It's fun to watch the tizzy at the famously liberal University of Texas-Austin over a new state law that will allow people with concealed-carry licenses to carry guns on public campuses. And the law won't even go into effect until 2017!

The latest: "Campus (Dildo) Carry," a creation of recent UT-Austin alumna Jessica Jin. According to Inside Higher Education:

Organizers note that the rules of the University of Texas at Austin appear to bar anyone from carrying on campus any "visual image" that would be associated with obscenity. So the idea is to strap "gigantic swinging dildos to our backpacks in protest of campus carry," according to a description on the group's Facebook page.

"The State of Texas has decided that it is not at all obnoxious to allow deadly concealed weapons in classrooms, however it does have strict rules about free sexual expression, to protect your innocence. You would receive a citation for taking a dildo to class before you would get in trouble for taking a gun to class," adds the explanation. (This is based on a university regulation barring conduct that would violate state law on obscenity.)

Jin's reasoning:

Jessica Jin, who graduated from UT last year, said via email that idea came from her outrage over Friday's shootings at two universities. "I was sitting in traffic yesterday listening to a discussion on public radio about the morning’s school shootings. I felt a lot of frustration at those who were still trying to explain away, or make excuses for, this repeated pattern of violence and said to myself, 'Man, these people are such dildos.' I couldn’t believe that people could still sit there and defend their own personal gun ownership while watching families mourn the loss of their children."

She said she then did some research and discovered that "it is indeed against UT policy to wave dildos around campus," and that, after that, "I just couldn’t help myself."

It didn't seem to occur to Jin that there one of the the two universities in question, Texas Southern, was already a gun-free zone, as was Umpqua Community College in Oregon, where 10 people were massacred on Oct. 1. Steven Jones, the 18-year-old freshman who shot and killed a fellow student at Northern Arizona University on Friday was too young to qualify for a gun-carry licemse in that state,  where the minimum concealed-carry age is 21.

But the 24-year-old Jin's new project has certainly given her a chance to air all the fancy intellectual jargon she undoubtedly picked up during her years of classes at UT-Austin:

"Additionally, the dildo has proven itself to be interesting fodder for commentary on what our society does and does not consider 'obscene.' The narratives surrounding sexuality (or just dildos, in this case) and guns are more intertwined than one would expect …. They each have the power to masculate or emasculate at a moment’s notice …. Dildos and guns are in it together for the long haul. What's the ideal outcome? I need this proliferation of dildos to offer people a visual representation of what it would be like if we all carried guns. It should look ridiculous to you. That is the point."

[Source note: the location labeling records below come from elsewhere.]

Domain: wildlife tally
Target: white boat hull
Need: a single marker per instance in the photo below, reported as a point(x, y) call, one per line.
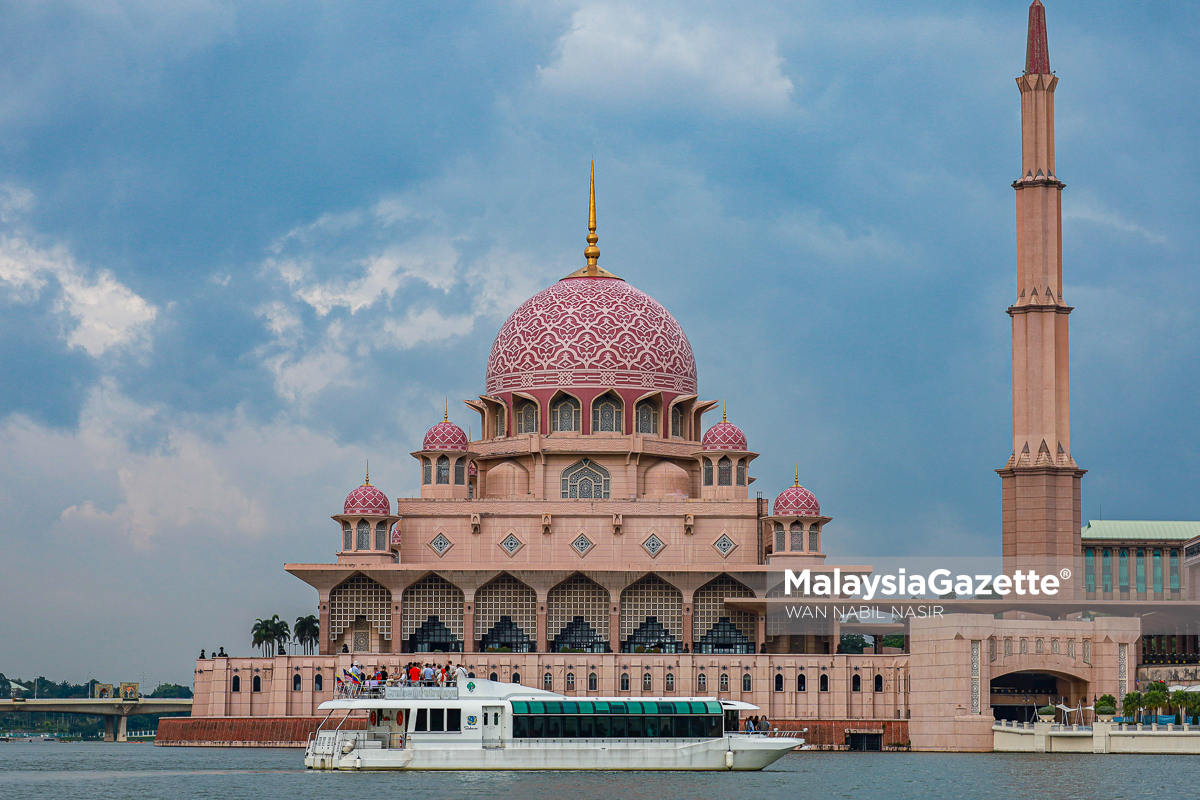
point(736, 752)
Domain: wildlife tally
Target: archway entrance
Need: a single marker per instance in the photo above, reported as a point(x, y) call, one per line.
point(1019, 695)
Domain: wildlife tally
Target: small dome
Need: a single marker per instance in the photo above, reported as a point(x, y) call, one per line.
point(797, 501)
point(367, 499)
point(725, 435)
point(445, 435)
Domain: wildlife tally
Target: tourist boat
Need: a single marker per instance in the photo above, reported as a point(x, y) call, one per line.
point(483, 725)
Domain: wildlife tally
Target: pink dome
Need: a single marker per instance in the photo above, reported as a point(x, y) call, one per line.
point(445, 435)
point(797, 501)
point(724, 435)
point(592, 331)
point(367, 499)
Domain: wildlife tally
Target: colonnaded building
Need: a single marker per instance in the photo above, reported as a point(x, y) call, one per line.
point(598, 539)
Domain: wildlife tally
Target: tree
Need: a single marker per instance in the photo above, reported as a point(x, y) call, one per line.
point(1131, 704)
point(262, 636)
point(307, 632)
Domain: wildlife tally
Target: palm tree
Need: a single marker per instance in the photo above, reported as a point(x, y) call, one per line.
point(1131, 704)
point(280, 631)
point(263, 636)
point(307, 632)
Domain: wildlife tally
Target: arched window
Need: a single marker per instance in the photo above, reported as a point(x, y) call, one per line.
point(586, 480)
point(564, 415)
point(527, 417)
point(606, 413)
point(646, 417)
point(725, 471)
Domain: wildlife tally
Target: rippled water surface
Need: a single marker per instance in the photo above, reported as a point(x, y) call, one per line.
point(138, 770)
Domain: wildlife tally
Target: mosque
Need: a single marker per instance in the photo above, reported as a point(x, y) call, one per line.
point(598, 539)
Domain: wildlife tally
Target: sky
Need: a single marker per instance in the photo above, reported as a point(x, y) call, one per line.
point(246, 247)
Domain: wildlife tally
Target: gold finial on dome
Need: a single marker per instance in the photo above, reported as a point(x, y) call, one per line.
point(592, 270)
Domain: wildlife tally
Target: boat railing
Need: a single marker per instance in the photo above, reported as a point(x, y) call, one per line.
point(409, 692)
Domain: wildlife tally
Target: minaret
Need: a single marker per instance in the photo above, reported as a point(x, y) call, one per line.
point(1041, 482)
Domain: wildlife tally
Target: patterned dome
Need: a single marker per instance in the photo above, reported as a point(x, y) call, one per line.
point(797, 501)
point(445, 435)
point(592, 331)
point(367, 499)
point(725, 435)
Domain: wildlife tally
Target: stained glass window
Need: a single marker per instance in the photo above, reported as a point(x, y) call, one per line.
point(564, 415)
point(586, 480)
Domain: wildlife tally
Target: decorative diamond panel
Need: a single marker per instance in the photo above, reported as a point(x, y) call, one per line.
point(653, 545)
point(581, 543)
point(510, 545)
point(441, 545)
point(725, 545)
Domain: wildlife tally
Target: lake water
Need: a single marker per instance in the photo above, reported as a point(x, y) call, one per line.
point(138, 770)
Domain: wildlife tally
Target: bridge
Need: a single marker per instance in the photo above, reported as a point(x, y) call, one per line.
point(117, 711)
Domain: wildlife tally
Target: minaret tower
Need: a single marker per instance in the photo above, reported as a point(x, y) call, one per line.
point(1041, 482)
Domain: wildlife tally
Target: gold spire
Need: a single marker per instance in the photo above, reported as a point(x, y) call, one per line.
point(592, 270)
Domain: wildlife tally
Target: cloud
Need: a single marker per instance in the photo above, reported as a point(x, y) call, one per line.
point(100, 313)
point(627, 55)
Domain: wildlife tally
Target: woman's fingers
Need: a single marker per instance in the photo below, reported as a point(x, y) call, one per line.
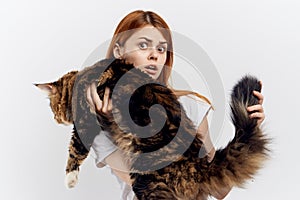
point(256, 108)
point(106, 100)
point(95, 97)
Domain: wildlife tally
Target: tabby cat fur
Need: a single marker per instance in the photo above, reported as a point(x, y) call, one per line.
point(165, 165)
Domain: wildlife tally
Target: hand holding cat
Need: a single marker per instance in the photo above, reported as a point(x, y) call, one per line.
point(102, 107)
point(257, 111)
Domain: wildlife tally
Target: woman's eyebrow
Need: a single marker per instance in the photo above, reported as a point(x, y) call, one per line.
point(149, 40)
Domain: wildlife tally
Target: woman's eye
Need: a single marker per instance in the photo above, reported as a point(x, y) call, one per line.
point(161, 49)
point(143, 45)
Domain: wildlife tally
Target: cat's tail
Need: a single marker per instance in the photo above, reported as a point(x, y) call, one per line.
point(240, 160)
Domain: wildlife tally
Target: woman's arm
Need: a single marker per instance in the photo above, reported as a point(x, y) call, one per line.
point(204, 136)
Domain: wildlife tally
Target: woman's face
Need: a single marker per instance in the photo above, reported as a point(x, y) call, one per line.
point(146, 49)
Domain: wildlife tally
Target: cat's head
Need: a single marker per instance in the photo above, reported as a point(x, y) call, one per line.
point(60, 96)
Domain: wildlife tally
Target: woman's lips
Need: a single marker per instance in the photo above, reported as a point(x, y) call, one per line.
point(151, 69)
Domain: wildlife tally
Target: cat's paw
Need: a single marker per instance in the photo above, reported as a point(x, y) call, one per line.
point(71, 179)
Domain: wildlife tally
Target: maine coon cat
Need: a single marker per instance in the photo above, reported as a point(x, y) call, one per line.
point(165, 161)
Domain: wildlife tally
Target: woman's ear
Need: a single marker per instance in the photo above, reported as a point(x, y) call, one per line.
point(118, 51)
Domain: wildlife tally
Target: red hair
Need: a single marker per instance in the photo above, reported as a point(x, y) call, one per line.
point(139, 19)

And of course no social justice warrior has earned her stripes without a claim that wingnuts out there are trying to kill her:

The protest organizer, Jessica Jin, said she’s received death threats over the event and has alerted Austin police.

So far, though, no news outlet has reported any actual threats to Jin's life or limbs. The main reaction to her planned penis protest seems to have consisted of the usual social-media rudeness:

Jin’s private contact information has been made available online — a trolling practice called “doxxing” — and the Facebook wall has been host to statements like this from Ron Cox of Oxford, Mississippi: “I’m guessing that the organizer of this event is a huge slut. Should be funny to watch!”

“I’ve seen most of you trolls tromping around campus. If you took as much time taking care of yourselves as you do trying to make meaningless political statements, you may not need the dildos and could actually have a real, living penis waiting for you at home!” said user “Willie Nelson.”

Elsewhere at UT-Austin, longtime economics professor Daniel Hammermesh announced he was quitting the university out of concern for his safety–a full year before the concealed-carry law goes into effect. In a letter to UT-Austin officials, Hammermesh wrote:

"With a huge group of students my perception is that the risk that a disgruntled student might bring a gun into the classroom and start shooting at me has been substantially enhanced by the concealed-carry law…."

It should be noted that Hammermesh is already retired from UT-Austin anyway. I have a feeling that his dramatic departure won't affect his pension benefits.